A congressman and a senator’s son jumped into the race Tuesday for the Utah U.S. Senate seat being vacated by Mitt Romney.
Republican U.S. Rep. John Curtis announced his campaign to a TV station after saying last fall he had decided not to run.
After people asked him to reconsider, he decided he could carry over his work representing Utah but with a bigger platform, Curtis told KSL-TV.
Curtis has served eastern Utah’s Third District since 2017. He was previously mayor of Provo, Utah, for seven years and for a time was a county-level Democratic Party official.
Brent Orrin Hatch also announced his candidacy Tuesday. Hatch is one of six children of the late Republican Sen. Orrin Hatch, who retired after 42 years in office in 2019 and died in 2022.
Brent Hatch is a trial lawyer who is treasurer and past director of the Federalist Society, a conservative legal organization that advocates interpreting the U.S. Constitution according to the context in which it was written.

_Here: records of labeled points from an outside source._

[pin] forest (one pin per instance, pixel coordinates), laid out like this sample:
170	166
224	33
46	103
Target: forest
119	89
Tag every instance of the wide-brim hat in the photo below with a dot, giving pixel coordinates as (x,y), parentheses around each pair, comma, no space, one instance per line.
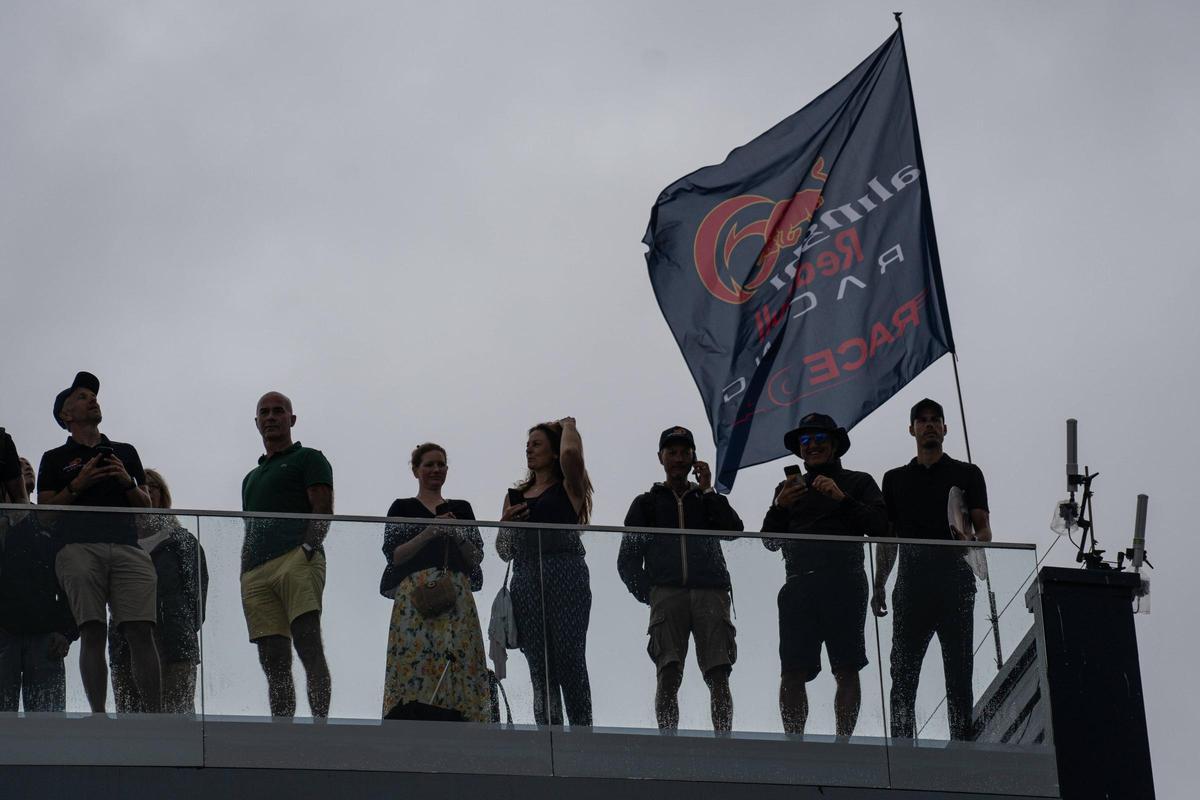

He was an associate White House counsel under President George H.W. Bush and a Utah delegate to the 2004 Republican National Convention.
He described himself as “not a professional politician” in a statement through his campaign.
“I have worked for over 33 years here in Utah as a lawyer protecting the rights of individuals and companies. But I still have an insider’s knowledge of the highest levels of government,” he said in the statement.
Romney, 76, announced in September he won’t seek a second term in the Senate, saying it was time for younger leaders to step in. Romney also served as governor of Massachusetts and was the 2012 Republican nominee for president.
Romney is among several Republicans who opposed former President Donald Trump and have been voted out or not sought re-election.
Others running to succeed Romney include former Utah House speaker Brad Wilson, a Republican who announced his campaign in September, and lesser-known Republicans including Riverton, Utah, Mayor Trent Staggs and Roosevelt, Utah, Mayor Rod Bird Jr.
Republicans carry a substantial advantage in Utah, outnumbering Democrats by a more than 3-to-1 margin.